Теперь, мой милый сын, я подхожу к самой удивительной части моего рассказа. Во время свалки «Глория Скотт» стояла носом к ветру. Как только мы сели в лодку, судно изменило курс и начало медленно удаляться. С северо-востока дул легкий ветер, наша лодка то поднималась, то опускалась на волнах. Иване и я, как наиболее грамотные сидели над картой, пытаясь определить, где мы находимся, я выбрать, к какому берегу лучше пристать. Задача оказалась не из легких: на севере, в пятистах милях от нас, находились острова Зеленого мыса, а на востоке, примерно милях в семистах, — берег Африки. В конце концов, так как ветер дул с юга, мы выбрали Сьерра-Леоне и поплыли по направлению к ней. «Глория» была уже сейчас так далеко, что по правому борту видны были только ее мачты. Внезапно над «Глорией» взвилось густое черное облако дыма, похожее на какое-то чудовищное дерево. Несколько минут спустя раздался взрыв, а когда дым рассеялся, «Глория Скотт» исчезла. Мы немедленно направили лодку туда, где над водой все еще поднимался легкий туман, как бы указывая место катастрофы.

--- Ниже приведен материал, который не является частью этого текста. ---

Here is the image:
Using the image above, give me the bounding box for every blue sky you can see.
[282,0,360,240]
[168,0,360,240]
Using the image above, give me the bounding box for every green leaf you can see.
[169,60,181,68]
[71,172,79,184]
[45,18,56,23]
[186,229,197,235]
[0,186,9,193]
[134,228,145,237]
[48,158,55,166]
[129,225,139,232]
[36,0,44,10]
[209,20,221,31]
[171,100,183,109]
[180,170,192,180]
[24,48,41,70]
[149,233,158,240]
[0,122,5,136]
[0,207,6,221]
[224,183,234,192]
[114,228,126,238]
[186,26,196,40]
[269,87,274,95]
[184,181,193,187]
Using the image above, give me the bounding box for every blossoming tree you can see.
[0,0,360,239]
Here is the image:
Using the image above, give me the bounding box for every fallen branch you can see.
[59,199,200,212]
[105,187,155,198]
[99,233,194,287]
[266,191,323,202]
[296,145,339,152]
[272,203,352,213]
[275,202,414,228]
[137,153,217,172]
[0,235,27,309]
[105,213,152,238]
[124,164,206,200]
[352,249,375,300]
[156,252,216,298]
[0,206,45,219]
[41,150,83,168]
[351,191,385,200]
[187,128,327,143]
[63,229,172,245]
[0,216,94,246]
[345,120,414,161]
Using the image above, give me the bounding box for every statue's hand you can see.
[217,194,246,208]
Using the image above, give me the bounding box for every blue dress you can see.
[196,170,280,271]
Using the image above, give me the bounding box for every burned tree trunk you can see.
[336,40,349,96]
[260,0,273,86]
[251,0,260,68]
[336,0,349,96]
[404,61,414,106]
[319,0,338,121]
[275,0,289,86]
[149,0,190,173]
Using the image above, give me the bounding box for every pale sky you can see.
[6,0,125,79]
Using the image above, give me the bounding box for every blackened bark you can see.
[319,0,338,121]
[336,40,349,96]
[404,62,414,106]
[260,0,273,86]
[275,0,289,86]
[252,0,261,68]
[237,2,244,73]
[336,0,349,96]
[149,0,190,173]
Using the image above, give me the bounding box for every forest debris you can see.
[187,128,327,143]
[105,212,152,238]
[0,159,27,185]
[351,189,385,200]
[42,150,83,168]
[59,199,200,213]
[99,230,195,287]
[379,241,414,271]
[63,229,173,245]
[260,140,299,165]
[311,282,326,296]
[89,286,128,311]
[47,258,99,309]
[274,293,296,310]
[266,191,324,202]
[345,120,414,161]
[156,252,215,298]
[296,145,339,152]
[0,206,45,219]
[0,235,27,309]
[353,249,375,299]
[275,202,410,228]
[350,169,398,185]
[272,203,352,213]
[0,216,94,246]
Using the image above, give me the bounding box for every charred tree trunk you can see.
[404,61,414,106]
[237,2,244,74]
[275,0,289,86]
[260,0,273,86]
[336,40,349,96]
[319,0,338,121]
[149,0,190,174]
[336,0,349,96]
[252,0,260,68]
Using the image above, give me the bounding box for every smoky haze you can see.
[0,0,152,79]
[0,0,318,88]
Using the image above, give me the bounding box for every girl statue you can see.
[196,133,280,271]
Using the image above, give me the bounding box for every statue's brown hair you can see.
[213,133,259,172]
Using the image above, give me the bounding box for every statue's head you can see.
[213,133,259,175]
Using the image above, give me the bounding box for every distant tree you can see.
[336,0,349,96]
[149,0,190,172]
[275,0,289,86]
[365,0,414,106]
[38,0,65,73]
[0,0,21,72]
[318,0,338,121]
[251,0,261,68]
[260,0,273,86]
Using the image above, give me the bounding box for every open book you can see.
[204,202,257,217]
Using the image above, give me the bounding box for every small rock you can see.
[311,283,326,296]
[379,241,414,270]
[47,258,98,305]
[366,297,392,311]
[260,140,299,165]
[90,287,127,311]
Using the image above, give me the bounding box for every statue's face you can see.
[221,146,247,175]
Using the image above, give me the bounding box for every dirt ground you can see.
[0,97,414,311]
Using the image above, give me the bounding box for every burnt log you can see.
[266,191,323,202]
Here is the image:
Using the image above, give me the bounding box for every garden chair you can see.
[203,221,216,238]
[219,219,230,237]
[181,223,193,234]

Плыли мы томительно долго, и сперва нам показалось, что уже поздно, что никого не удастся спасти. Разбитая лодка, масса плетеных корзин и обломки, колыхавшиеся на волнах, указывали место, где судно пошло ко дну, но людей не было видно, и мы, потеряв надежду, хотели было повернуть обратно, как вдруг послышался крик: «На помощь!» — и мы увидели вдали доску, а на ней человека. Это был молодой матрос Хадсон. Когда мы втащили его в лодку, он был до того измучен и весь покрыт ожогами, что мы ничего не могли у него узнать.
Наутро он рассказал нам, что, как только мы отплыли, Прендергаст и его шайка приступили к совершению казни над пятерыми уцелевшими после свалки: двух караульных они расстреляли и бросили за борт, не избег этой участи и третий помощник капитана. Прендергаст своими руками перерезал горло несчастному доктору. Только первый помощник капитана, мужественный и храбрый человек, не дал себя прикончить. Когда он увидел, что арестант с окровавленным ножом в руке направляется к нему, он сбросил оковы, которые как-то ухитрился ослабить, и побежал на корму.